He also played a massive hand in the restructure of the TFGA and AUSVEG, and has held a number of high profile roles in the industry.
His heavy influence in the industry has been highlighted by no less than Tasmanian Agriculture Minister Jeremy Rockliff, who has known Badcock for about 25 years.
“Michael has been a very consistent advocate, in terms of talking about the plight of farmers and making sure they’re rewarded for their efforts,” Rockliff said.
“He’s been a very good campaigner for the industry.
“He says it how it is, from his point of view.”
One of the key areas Rockliff thinks Badcock has made an impact is in raising awareness of Australian branding.

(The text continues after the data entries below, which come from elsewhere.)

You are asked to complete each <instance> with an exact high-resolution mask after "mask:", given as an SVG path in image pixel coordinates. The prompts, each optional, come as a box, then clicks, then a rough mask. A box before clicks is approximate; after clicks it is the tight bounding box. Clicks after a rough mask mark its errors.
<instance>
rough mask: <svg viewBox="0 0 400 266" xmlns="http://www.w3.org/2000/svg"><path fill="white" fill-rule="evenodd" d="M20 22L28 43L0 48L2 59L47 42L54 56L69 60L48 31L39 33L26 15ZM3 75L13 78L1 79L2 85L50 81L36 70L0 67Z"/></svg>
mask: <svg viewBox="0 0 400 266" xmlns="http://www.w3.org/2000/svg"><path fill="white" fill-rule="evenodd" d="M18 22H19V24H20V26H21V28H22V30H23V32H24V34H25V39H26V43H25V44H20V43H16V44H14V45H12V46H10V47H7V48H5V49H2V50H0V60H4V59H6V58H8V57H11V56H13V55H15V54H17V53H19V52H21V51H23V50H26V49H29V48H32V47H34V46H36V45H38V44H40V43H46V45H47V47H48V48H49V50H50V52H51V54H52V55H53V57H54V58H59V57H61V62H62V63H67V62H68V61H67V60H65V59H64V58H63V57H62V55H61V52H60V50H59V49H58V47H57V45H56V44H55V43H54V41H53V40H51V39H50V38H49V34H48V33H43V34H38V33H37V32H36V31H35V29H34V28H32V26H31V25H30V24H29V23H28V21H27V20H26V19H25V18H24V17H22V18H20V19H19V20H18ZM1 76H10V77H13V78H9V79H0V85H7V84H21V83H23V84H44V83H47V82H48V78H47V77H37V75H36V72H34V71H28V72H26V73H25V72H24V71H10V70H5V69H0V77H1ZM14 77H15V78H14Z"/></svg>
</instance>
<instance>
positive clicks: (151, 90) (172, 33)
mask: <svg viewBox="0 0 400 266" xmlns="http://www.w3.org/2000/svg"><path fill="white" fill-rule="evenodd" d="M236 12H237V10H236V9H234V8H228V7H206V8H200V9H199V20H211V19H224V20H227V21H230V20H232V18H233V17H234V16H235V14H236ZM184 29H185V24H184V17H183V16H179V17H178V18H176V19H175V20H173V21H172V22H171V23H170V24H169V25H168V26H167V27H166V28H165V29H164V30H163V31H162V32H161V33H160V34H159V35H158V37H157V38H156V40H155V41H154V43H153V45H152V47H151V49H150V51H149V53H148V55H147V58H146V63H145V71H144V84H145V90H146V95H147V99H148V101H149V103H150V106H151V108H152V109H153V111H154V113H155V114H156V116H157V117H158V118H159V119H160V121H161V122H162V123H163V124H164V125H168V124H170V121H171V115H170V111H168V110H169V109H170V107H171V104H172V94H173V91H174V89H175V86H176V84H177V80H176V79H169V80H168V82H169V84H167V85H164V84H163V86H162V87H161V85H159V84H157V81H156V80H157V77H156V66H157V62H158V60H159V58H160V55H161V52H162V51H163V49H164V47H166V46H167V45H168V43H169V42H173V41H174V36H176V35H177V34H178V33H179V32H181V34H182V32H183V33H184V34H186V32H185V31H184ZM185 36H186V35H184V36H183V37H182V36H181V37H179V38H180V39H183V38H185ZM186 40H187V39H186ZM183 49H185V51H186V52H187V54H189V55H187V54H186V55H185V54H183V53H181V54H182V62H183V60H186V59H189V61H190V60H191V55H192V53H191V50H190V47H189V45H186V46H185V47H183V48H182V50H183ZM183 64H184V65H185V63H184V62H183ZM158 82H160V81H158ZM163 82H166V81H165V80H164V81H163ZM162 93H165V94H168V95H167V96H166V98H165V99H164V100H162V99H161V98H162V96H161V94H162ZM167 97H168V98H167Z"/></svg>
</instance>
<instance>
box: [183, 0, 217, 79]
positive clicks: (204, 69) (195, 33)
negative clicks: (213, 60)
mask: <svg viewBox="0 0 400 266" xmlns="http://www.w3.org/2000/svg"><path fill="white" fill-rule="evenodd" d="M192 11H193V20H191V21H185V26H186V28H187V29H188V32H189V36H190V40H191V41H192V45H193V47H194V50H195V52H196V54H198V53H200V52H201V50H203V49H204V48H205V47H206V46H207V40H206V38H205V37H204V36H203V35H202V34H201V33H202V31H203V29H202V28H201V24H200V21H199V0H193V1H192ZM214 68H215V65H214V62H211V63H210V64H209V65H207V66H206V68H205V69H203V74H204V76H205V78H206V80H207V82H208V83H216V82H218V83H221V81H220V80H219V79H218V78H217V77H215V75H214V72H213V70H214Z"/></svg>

Badcock’s strong campaign for better brand awareness dates back to 2006, when he was advocating for ‘buy local’ campaigns, not just in Tasmania but Australia-wide. Rockliff connected Michael’s work a decade ago to the Federal Government’s recent decision to clarify country of origin labelling.
“You can probably argue that Michael and others were involved in achieving that eventually – almost a decade later,” he said.
Badcock’s innovation is never far away from his own operation, as he experiments with new crops and new markets in a bid to adapt when drought, floods and lower commodity prices impact the industry.
He joined Minister Rockliff on a delegation to Japan, where they looked into new crops as a way of taking control of their own destinies and reducing reliance on what processors were focused on.
Rockliff said winning this award highlighted Badcock as a great role model for the next generation of farmers.
“For him to be recognised with such an award, people will first acknowledge that he deserves it... but also he’d be a very good role model for younger farmers that are always needed to come up through the ranks and fill that very important space of advocacy.”